It could’ve been a normal vacation week at a campground in Southern California but it turned out to be a time of creative self expression for three teens from Hawthorne. Following a seven hour drive to Corona, this talented trio began a summer workshop at the headquarters of The Young Americans, which is a performing arts group and college that promotes all areas of music and dance through special programs throughout the world.
Within four long days of learning energetic choreography routines, blended with vocal medleys from over 44 movie themes while being emerged into the midst of 120 kids from ages seven to high school age, these Hawthorne teens found a combination of new friends and renewed inspiration toward their love of performing. With a cast of local workshop participants, these three Nevadans, along with one teen from Colorado, had come together to create an awe-inspiring show that was performed twice on Saturday, driving the audience to several standing ovations.
As musical themes and top characters unfolded into a quick-moving, professional venue, each of the Hawthorne teens had been selected to step onto the stage to perform solo pieces within the show. Alyjah Dotson was cast as Spiderman, performing an astonishing high jump which took the audience’s breath away. This moment was caught by a professional photographer who quickly shared it on the web, capturing the natural dancing ability Dotson expressed.
Sisters, Caitlyn and Ashley Rogers were also center stage in their performances with one sharing an outstanding saxophone solo and the other singing a solo line without hesitation or the slightest hint of stage fright.

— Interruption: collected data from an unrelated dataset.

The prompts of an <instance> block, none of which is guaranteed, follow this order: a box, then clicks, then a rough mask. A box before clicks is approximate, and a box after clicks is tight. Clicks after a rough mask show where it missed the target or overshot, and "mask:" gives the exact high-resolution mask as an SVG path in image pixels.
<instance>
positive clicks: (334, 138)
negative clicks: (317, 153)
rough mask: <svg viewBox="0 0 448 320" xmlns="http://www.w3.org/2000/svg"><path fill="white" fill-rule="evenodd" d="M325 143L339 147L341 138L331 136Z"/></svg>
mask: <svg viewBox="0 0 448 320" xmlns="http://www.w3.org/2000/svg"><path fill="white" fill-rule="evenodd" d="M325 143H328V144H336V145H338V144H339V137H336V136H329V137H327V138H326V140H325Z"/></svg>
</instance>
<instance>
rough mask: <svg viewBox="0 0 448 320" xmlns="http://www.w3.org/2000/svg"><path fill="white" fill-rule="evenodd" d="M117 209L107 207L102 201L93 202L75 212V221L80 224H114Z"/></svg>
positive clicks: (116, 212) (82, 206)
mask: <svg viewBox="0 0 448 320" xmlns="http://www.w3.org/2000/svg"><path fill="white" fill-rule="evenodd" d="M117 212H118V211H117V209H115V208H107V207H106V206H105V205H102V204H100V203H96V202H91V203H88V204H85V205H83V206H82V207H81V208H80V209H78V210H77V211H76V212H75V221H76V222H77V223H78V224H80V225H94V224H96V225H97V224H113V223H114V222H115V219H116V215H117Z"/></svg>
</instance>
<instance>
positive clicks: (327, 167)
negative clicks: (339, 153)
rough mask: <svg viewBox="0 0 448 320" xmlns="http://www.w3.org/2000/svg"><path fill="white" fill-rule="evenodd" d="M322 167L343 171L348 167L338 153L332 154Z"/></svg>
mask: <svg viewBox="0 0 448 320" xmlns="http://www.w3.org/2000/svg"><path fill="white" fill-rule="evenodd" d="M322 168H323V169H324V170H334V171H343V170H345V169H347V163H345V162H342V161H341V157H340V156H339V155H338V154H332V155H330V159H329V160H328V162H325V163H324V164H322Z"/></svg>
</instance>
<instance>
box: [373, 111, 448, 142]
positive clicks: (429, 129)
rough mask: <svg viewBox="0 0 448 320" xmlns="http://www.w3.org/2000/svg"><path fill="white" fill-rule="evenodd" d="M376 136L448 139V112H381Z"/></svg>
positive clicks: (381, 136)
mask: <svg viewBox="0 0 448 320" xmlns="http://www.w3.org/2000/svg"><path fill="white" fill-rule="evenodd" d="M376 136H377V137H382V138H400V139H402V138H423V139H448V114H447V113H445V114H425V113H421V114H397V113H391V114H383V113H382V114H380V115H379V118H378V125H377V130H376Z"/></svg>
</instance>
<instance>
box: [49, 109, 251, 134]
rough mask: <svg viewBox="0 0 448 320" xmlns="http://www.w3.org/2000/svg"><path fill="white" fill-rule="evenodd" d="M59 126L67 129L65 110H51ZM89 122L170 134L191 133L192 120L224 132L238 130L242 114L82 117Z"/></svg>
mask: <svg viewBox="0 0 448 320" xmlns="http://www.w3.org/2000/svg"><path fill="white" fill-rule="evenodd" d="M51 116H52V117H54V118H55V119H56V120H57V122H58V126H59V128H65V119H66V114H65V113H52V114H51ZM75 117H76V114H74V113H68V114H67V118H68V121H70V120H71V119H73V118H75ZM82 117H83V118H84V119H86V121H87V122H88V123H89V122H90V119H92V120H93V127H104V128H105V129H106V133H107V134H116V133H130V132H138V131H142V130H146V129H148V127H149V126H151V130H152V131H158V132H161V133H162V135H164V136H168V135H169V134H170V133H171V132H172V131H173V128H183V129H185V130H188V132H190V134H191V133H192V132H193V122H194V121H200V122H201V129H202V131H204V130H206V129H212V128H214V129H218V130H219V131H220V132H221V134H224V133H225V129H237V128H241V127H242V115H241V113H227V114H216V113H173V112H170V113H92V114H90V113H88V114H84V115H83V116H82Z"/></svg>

Clearly comfortable on stage, both shared what a monumental experience the Young Americans had brought them.
As an organization, which is over 50 years old, the early years showed The Young Americans performing on television shows with well-known artists such as Andy Williams, Johnny Mathis and more. Vicki Lawrence from the Carol Burnett Show got her performing start in The Young Americans as well as other well-known artists throughout the years.
Today the group has morphed into a teaching-performing organization, which emphasizes the development of choral and choreography experiences, encompassing a broader view of productions by providing workshops throughout the world. Multiple tours can be running at one time, with a Young American cast spread out in Germany, Japan and England or within America performing in any state coast to coast. With a private college in Corona, Calif. the headquarter office runs all year, booking workshops or arranging specific shows from their cast of talents.
Following a week of costuming, staging, microphones, vocal techniques and plenty of movement, each teen reflected on the importance of the workshop as individuals. Dotson stated that the week was consumed with hard work, energy, emotions and life long experiences. The Rogers sisters agreed that coming out of their comfort zone was a primary lesson, as well as learning to encourage and celebrate the talents of others. One expressed it as “utilizing your personal talent but turning it up about four notches. I was stretched to take my abilities farther, developing my people skills and using teamwork to create a successful show. Meeting new people who were accepting of one another truly built me up with courage and allowed me to appreciate who I can be.” With star quality beaming from each of these teens, it was unanimous that another Young American workshop would be planned for their future.